Is Telepractice the culprit?

The truth is that most therapists have confronted the challenge of maintaining the engagement of their client even when the therapy is face to face. To be fair, most of the time that clients are disengaged it is entirely unrelated to the online venue. Telepractice isn’t the problem. If so, what can the therapist do to mitigate these problems?

Establishing Rapport is Critical

Before beginning with a new child, it is crucial for the therapist to conduct a short interview with the parent that contains essentially three fundamental questions.

  1. Does your child have a problem relating to new people, particularly adults?
  2. Does your child have a problem staying on task?
  3. How does your child handle frustration?

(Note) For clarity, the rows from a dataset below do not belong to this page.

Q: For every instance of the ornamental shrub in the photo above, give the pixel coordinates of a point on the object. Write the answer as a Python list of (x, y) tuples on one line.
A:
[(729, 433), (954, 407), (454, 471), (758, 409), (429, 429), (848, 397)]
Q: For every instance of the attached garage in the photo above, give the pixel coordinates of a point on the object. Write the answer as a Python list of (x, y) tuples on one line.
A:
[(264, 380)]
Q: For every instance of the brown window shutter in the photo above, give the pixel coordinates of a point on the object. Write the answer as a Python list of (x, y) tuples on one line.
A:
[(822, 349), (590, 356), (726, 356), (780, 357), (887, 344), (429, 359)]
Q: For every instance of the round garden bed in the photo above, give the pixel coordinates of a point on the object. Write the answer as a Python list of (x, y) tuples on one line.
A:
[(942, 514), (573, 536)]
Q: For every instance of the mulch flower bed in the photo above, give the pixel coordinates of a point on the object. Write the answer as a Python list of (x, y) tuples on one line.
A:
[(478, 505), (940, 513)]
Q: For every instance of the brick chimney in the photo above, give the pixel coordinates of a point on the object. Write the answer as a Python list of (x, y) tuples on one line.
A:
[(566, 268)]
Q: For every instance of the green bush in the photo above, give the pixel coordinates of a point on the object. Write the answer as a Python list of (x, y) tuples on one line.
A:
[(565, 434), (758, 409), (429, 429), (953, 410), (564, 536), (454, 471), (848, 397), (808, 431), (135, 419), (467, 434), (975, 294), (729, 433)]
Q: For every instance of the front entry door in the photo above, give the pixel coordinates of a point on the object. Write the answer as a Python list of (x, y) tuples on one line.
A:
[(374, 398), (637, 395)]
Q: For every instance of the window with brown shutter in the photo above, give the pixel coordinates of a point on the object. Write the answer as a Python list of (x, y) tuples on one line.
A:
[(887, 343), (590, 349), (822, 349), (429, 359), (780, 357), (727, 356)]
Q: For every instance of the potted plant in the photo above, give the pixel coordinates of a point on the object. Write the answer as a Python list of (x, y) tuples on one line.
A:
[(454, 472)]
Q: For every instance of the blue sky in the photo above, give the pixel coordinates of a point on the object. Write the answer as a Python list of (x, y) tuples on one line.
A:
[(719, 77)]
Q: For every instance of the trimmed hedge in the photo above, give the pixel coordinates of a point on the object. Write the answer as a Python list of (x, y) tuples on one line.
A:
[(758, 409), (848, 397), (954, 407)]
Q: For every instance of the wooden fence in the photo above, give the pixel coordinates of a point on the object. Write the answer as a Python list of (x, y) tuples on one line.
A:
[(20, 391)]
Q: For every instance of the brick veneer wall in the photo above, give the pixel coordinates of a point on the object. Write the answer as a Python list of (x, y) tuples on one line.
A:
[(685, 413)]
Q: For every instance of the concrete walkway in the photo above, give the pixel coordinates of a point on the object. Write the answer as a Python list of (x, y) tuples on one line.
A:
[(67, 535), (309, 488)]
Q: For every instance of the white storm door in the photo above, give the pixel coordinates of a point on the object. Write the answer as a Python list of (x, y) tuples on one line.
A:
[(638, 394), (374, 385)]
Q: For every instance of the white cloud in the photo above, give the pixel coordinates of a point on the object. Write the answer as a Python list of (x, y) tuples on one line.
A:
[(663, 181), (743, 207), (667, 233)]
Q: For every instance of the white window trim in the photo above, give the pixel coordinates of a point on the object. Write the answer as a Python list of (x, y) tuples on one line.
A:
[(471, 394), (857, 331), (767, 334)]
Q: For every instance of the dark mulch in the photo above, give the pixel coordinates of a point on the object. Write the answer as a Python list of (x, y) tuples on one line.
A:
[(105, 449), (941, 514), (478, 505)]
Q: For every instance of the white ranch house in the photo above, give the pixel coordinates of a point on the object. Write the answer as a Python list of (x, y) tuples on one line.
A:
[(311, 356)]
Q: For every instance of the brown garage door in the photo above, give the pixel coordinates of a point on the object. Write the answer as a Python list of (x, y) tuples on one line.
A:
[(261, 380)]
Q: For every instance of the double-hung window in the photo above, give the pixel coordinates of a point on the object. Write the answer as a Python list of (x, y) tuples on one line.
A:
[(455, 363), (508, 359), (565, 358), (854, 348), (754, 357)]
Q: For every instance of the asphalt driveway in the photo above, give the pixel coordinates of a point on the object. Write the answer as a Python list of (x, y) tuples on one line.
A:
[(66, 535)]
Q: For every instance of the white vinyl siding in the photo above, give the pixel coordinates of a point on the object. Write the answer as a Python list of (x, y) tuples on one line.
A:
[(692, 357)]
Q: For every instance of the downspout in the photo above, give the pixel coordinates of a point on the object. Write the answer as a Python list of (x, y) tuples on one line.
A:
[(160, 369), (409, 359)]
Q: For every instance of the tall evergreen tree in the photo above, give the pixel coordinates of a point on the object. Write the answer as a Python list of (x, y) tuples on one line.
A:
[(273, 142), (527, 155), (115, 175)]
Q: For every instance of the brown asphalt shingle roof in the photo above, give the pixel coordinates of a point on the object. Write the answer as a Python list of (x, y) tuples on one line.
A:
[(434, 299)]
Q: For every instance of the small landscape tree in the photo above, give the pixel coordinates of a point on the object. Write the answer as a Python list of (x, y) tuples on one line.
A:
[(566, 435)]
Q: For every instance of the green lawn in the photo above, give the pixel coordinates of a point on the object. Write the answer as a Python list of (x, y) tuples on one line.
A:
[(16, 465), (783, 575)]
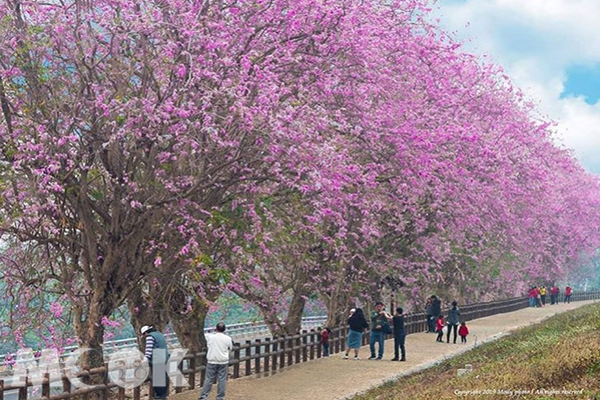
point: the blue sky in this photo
(583, 81)
(550, 49)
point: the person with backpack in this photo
(379, 327)
(568, 293)
(453, 321)
(157, 354)
(399, 335)
(358, 324)
(325, 332)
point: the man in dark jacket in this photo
(157, 354)
(436, 306)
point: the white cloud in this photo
(536, 41)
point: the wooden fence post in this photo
(248, 368)
(304, 345)
(236, 357)
(267, 354)
(258, 354)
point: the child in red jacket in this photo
(463, 331)
(439, 328)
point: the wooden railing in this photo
(249, 358)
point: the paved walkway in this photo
(335, 378)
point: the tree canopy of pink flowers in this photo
(273, 147)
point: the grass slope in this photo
(557, 359)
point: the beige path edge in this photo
(335, 378)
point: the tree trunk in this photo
(293, 324)
(147, 309)
(189, 327)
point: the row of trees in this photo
(155, 153)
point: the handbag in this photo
(386, 328)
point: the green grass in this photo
(557, 359)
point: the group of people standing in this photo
(537, 295)
(217, 358)
(382, 323)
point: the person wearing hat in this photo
(217, 362)
(157, 354)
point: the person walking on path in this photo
(439, 328)
(157, 354)
(436, 307)
(543, 295)
(453, 321)
(554, 292)
(217, 358)
(463, 332)
(399, 335)
(379, 318)
(429, 316)
(568, 293)
(325, 332)
(358, 324)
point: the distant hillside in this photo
(557, 359)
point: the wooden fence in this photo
(261, 356)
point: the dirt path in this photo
(335, 378)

And once the session begins, it is essential to continuously promote a successful therapeutic experience. One of the best ways to do this is providing positive reinforcement and praise. But this must be done with great care.

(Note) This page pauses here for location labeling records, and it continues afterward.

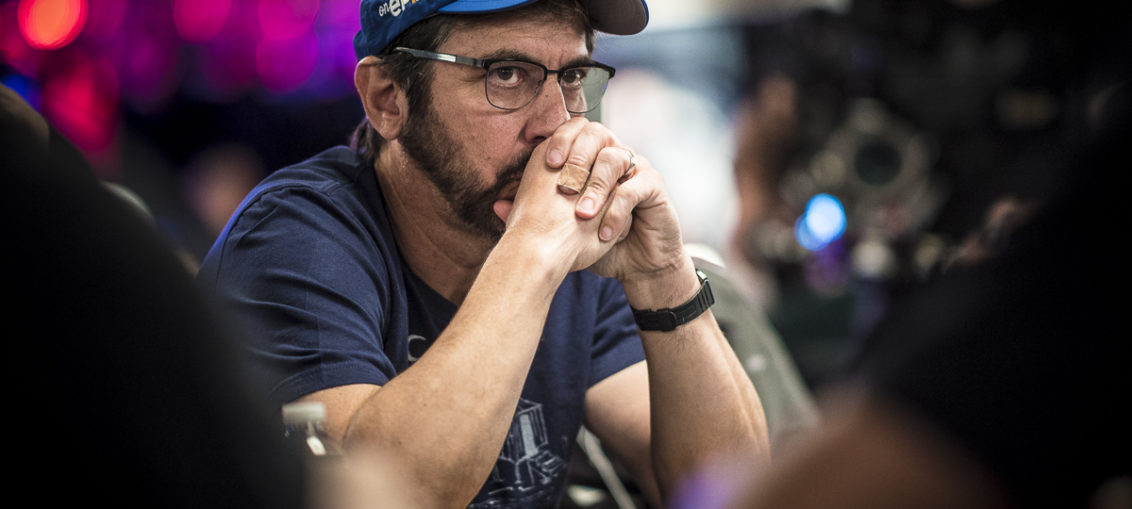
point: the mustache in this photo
(513, 172)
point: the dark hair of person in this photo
(414, 76)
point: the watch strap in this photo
(670, 318)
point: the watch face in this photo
(669, 319)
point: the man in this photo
(428, 287)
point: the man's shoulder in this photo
(326, 170)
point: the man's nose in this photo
(547, 111)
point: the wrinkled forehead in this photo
(525, 27)
(548, 42)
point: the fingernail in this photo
(586, 206)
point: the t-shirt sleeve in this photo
(616, 341)
(300, 272)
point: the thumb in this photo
(503, 208)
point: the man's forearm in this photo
(702, 400)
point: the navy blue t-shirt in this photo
(309, 266)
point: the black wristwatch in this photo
(670, 318)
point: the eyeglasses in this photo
(513, 84)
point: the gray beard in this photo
(439, 158)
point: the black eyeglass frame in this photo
(486, 63)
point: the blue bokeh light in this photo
(823, 222)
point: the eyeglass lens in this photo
(512, 85)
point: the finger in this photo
(583, 151)
(617, 217)
(629, 198)
(503, 208)
(609, 169)
(558, 145)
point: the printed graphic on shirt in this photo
(528, 471)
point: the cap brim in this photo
(617, 17)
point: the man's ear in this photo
(384, 101)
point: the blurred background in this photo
(831, 153)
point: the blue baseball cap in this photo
(383, 20)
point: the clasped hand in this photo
(622, 224)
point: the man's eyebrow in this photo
(512, 54)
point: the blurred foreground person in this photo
(1005, 382)
(456, 299)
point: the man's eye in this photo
(574, 77)
(505, 75)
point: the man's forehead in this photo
(536, 40)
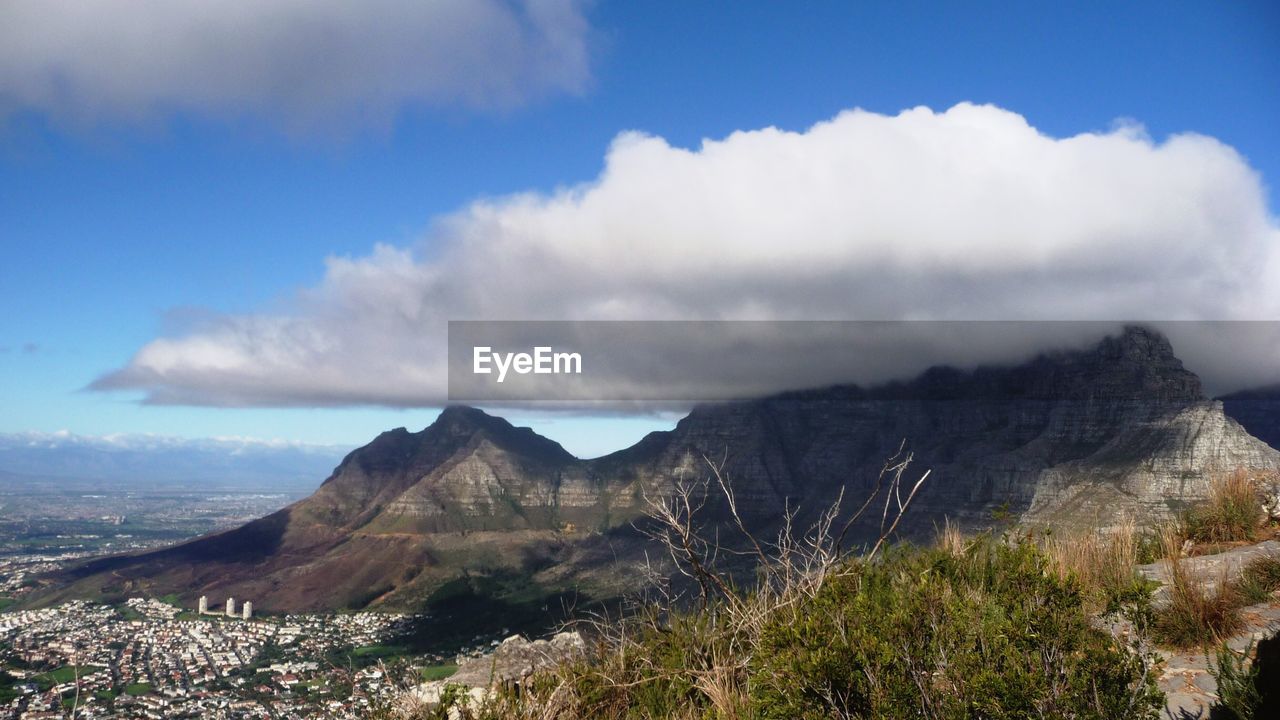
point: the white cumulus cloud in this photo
(961, 214)
(306, 64)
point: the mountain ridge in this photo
(1066, 438)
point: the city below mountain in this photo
(1069, 440)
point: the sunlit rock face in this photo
(1082, 440)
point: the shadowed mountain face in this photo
(1258, 411)
(1074, 438)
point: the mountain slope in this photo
(1068, 438)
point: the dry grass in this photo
(1104, 564)
(1234, 511)
(1196, 615)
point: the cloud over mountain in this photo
(305, 64)
(961, 214)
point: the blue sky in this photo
(117, 229)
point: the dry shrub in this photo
(1233, 511)
(1102, 563)
(1194, 614)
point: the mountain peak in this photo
(462, 420)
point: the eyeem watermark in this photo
(543, 361)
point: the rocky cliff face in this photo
(1073, 438)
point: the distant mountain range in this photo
(142, 461)
(1069, 438)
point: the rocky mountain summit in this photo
(1068, 438)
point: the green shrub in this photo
(1260, 579)
(1238, 696)
(993, 633)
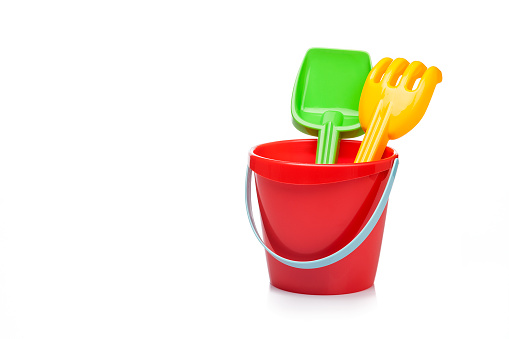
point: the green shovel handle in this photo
(328, 137)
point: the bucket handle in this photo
(342, 253)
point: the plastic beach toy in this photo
(389, 108)
(326, 95)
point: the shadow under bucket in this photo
(322, 224)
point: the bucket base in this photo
(352, 274)
(287, 290)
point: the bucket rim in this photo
(310, 173)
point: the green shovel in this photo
(326, 96)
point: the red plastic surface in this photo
(313, 220)
(293, 161)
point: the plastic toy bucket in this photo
(322, 224)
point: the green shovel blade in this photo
(326, 96)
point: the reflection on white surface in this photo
(350, 304)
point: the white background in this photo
(124, 133)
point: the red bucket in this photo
(322, 224)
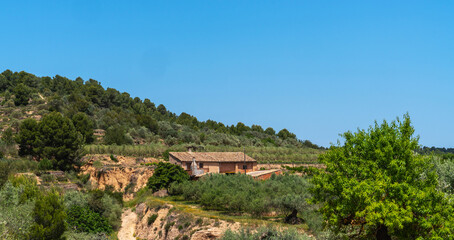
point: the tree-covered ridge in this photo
(128, 120)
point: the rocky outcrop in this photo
(162, 221)
(126, 175)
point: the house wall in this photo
(268, 175)
(234, 167)
(211, 167)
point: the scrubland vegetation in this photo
(30, 212)
(379, 183)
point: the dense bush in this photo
(375, 186)
(83, 219)
(15, 211)
(49, 217)
(117, 135)
(54, 138)
(264, 233)
(286, 194)
(165, 174)
(91, 106)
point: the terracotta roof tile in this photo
(211, 156)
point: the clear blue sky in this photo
(318, 68)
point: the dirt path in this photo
(128, 225)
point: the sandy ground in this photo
(128, 224)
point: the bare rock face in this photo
(162, 221)
(211, 233)
(126, 175)
(161, 193)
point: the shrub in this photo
(113, 158)
(264, 233)
(49, 215)
(117, 135)
(45, 164)
(152, 219)
(83, 219)
(165, 174)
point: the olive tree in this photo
(375, 186)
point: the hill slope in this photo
(112, 119)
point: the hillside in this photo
(115, 122)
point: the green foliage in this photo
(83, 219)
(22, 94)
(287, 194)
(45, 164)
(375, 185)
(27, 137)
(285, 134)
(264, 233)
(54, 138)
(84, 125)
(113, 158)
(49, 217)
(445, 171)
(15, 215)
(108, 205)
(117, 135)
(7, 136)
(151, 219)
(165, 174)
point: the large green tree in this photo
(375, 186)
(21, 94)
(84, 125)
(54, 138)
(28, 132)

Some Rules for Positive Reinforcement and Praise

  1. Don’t praise in general but be very specific
  2. Praise the process not the result
  3. Target your praise for just the right moment
  4. Hone in on the child’s strengths and weaknesses
  5. Don’t overdo the praise or it will become disingenuous and meaningless

But what about when telepractice is the cause?

While most common of the common engagement difficulties are unrelated to telepractice, some only exist because of the online venue. What can be done to remove those problems?

Therapist Interaction Strategies and Tips

  1. Begin sessions by asking the client to remove any distractions
  2. Alternate ways in which the child participates by switching between activities
  3. Take the client’s temperature often
  4. Make a personal connection with the child to enhance comfort with the therapist
  5. Ask the kid how the session went; what should be repeated or eliminated
  6. Take little breaks to give the child time to stretch, or go the bathroom

Telepractice has its advantages also

1. Reduces Distractions

For many clients, it is easier to focus on the computer than when the therapist is in the same room. Distractions such as disruptive clothing, or peripheral movements in the room are not concerns in teletherapy.

2. Less Intimidating

Children often find the online experience less intimidating than in-person interactions. Telepractice can increase the effectiveness of the session.

3. Games and Much Much More

There is an ever-expanding universe of websites and apps expressly designed for providing materials, games, exercises, you name it, for practitioners. This assortment assures a constant array of fresh and exciting choices, enhancing engagement.

4. It’s a Brave New World

But perhaps more significant is that our children are growing up in a world defined by technology. They’re comfortable with computers and enjoy the fun, game-based activities afforded by telepractice.